The Liturgy of the Hours is a small but bulky and intimidating-looking red-bound prayer book with lots of confusing multicolored ribbons. It is that, but of course it’s much more.
Also known as the Divine Office, the Hours are comprised of a four-week cycle of the psalms, biblical readings and songs, prayers of intercession, blessings, and other readings from spiritual writings, separated into morning, evening, daytime, and night prayer, and an office (collection) of readings. It is the required daily prayer of clergy and many in consecrated religious life, but it is also a rich source of prayer for all the members of the church.
The Acts of the Apostles talks about how the early Christian community was faithful to the Jewish tradition of gathering for prayer at appointed times.
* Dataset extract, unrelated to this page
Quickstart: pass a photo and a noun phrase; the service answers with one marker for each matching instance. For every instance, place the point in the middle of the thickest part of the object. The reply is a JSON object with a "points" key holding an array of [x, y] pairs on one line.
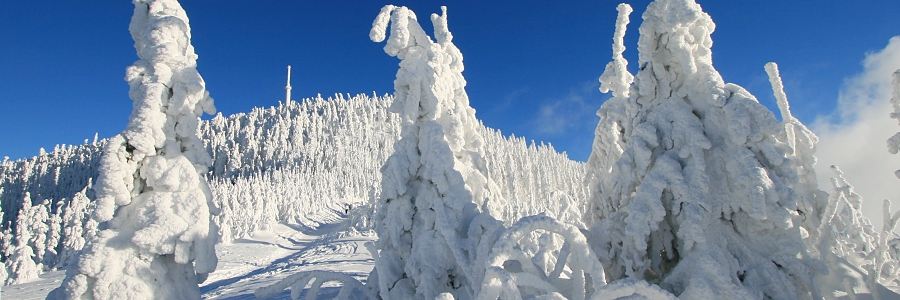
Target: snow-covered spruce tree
{"points": [[160, 241], [434, 232], [692, 184], [20, 260]]}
There is also the exhortation in Saint Paul’s letters to “pray without ceasing” (1 Thess. 5:17) as well as Jesus’ telling his disciples an entire parable about the “necessity for them to pray always without becoming weary” (Luke 18:1). Christians took these commands seriously. By the 200s they were gathering for morning and evening prayer. Daily prayer at regular intervals was something available to all Christians.
As the early church moved into the Middle Ages, however, the practice fragmented into two forms: The “monastic office,” the preserve of monasteries, and a simpler version, the “cathedral office,” celebrated in parish churches. Even the more accessible cathedral office, though, came to be viewed as something belonging to the clergy and therefore remote from laypeople.
Centuries went by before the Second Vatican Council, in its Constitution on the Sacred Liturgy (1963), sought to put the Hours back into the hands of the whole church. Vatican II recognized that the Liturgy of the Hours “is devised so that the whole course of the day and night is made holy by the praises of God. . . . The purpose of the office is to sanctify the day.”
The Hours are a way to grow in several aspects of prayer. They are a ritual that opens those praying to a deeper recognition of the sacredness not only of the entire day but also of all creation. They punctuate the day with prayer and thus make the times in between more prayerful.
They are a way to pray if not “without ceasing” then at least with “unceasing” consistency. They help to develop the habit of persistence in prayer. And the “public prayer of the church,” praying the Hours, whether alone or with a group, puts you in communion with the entire praying church.
Simplified versions of Liturgy of the Hours exist, but if you are going to make the effort to pray them, it’s worth going to the real thing, which, with all its ribbons, is not that difficult to learn to use. The print version, Christian Prayer: The Liturgy of the Hours, is available from the Catholic Book Publishing Co., and you can also find the Liturgy of the Hours itself online.
This article appeared in the July 2012 issue of U.S. Catholic (Vol. 77, No. 7, page 46).